2024-08-27 alchemiscale : user group meeting notes

Participants

  • @Iván Pulido

  • @Mike Henry

  • @Jeffrey Wagner

  • Jenke Scheen

  • @Irfan Alibay

  • Ian Kenney

  • @David Dotson

  • @Mike Henry

  • @James Eastwood

 

Meeting recording: 2024-08-27-alchemiscale.mp4

Goals

  • alchemiscale.org

    • user questions, issues, requests

    • compute resources status

    • current stack versions:

      • python 3.12

      • alchemiscale: 0.5.0

      • neo4j: 5.22

      • gufe: 1.0.0

      • openfe: 1.0.1

      • feflow: 0.1.0

      • openmmforcefields: 0.14.1

      • openmm: 8.1.2

  • DD : alchemiscale roadmap 2025: possible components

    • additional FAH protocols in alchemiscale-fah

    • parallel execution of ProtocolDAGs on conventional compute, GPU saturation e.g. for feflow.NonEquilibriumCyclingProtocol

    • merging and copying AlchemicalNetworks in alchemiscale server

    • additional Strategy implementations beyond NetBFE, e.g.

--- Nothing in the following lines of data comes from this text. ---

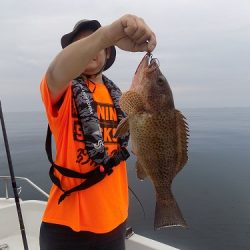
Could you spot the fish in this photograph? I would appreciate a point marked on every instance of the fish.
(159, 136)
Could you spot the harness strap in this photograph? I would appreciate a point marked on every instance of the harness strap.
(91, 178)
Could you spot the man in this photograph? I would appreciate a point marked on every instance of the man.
(82, 107)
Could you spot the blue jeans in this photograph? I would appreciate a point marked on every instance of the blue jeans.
(59, 237)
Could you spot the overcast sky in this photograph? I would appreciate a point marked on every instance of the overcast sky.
(203, 47)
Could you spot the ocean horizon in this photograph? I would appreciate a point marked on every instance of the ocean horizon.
(212, 190)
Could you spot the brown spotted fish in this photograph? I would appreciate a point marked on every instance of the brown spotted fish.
(159, 134)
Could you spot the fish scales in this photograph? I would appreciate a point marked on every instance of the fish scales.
(159, 137)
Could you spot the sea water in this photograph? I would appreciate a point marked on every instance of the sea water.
(212, 190)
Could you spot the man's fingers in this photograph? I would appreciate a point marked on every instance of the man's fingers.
(151, 42)
(135, 35)
(130, 26)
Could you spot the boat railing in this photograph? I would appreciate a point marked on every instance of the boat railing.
(7, 180)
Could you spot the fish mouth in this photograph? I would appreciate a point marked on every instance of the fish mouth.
(153, 64)
(149, 63)
(144, 62)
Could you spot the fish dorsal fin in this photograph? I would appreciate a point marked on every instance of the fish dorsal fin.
(131, 102)
(182, 140)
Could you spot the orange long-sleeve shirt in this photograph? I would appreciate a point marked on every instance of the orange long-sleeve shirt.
(104, 206)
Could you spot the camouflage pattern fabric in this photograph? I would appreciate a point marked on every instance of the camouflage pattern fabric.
(87, 116)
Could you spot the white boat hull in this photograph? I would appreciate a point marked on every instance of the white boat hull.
(32, 211)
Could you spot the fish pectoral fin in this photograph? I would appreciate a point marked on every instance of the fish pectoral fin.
(182, 140)
(141, 174)
(122, 128)
(131, 102)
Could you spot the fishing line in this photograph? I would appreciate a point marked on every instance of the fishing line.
(13, 181)
(131, 190)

CBayesMBAR

    • compute autoscaling for HPC, Kubernetes clusters

    • support for result file retention and retrieval?

    • user-facing dashboard, visualizer?

    • admin-facing dashboard, management interface (e.g. adding/removing users, scopes, permissions)

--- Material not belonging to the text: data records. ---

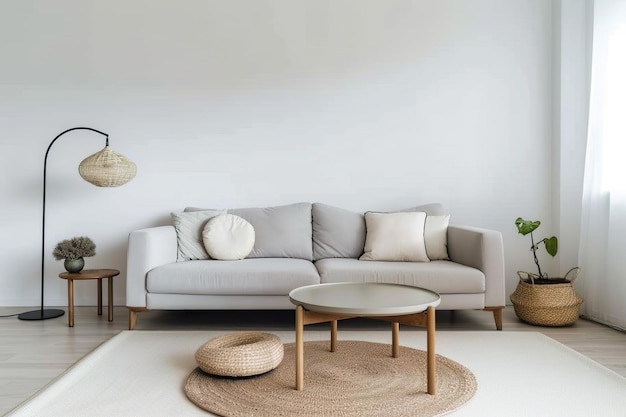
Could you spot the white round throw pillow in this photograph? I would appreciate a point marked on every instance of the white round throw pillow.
(228, 237)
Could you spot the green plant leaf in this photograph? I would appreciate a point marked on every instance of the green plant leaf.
(526, 226)
(552, 245)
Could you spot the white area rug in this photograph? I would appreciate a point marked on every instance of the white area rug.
(142, 373)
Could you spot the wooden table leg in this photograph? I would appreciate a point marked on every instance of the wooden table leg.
(70, 302)
(110, 298)
(430, 350)
(333, 335)
(395, 339)
(299, 348)
(99, 296)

    • automated, online FE estimates for transformations, whole-network estimators?

    • compute cost estimate for planned networks based on previously-executed networks?

    • others?

  • DD : proposal: reorganize alchemiscale project coordination

    • migrate alchemiscale repo under OpenFreeEnergy Github org

      • question: migrate alchemiscale-fah as well?

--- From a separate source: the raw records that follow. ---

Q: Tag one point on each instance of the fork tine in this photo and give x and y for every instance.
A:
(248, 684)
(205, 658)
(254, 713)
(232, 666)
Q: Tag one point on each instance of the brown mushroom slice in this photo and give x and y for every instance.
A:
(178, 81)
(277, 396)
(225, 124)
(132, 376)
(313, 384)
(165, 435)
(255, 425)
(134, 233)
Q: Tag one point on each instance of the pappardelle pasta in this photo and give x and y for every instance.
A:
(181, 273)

    • create alchemiscale channel in OpenFE Slack for developer communication

    • create alchemiscale.org channel for users of that production instance, announcements related to instance issues, deployments

    • use Github Discussions as a hub for user questions that fall outside of issues, are more to do with usage questions

    • host working group under OpenFE org, use infrastructure for tracking meeting notes

      • will share read-only meeting notes link publicly via Github Discussions

  • DD : alchemiscale-fah live test performed with FAH volunteers

    • executed 190 ProtocolDAGs on FAH using FahNonEquilibriumCyclingProtocol on ['tyk2', 'mcl1', 'hif2a', 'shp2'] without additional human interaction, corresponding to 1900 FAH work units

    • results on FAH comparable to equivalent compute performed on NRP for each edge:

image-20240827-213926.png

 

image-20240827-213938.png

 

Discussion topics

Notes

Notes

  • alchemiscale.org

    • user questions, issues, requests

      • JW – One of my goals this year is to learn to submit jobs to alchemiscale

        • DD – Happy to work with you on this. There’s a tutorial on the alchemiscale docs.

        • IA – The tutorial is probably not updated for the new API.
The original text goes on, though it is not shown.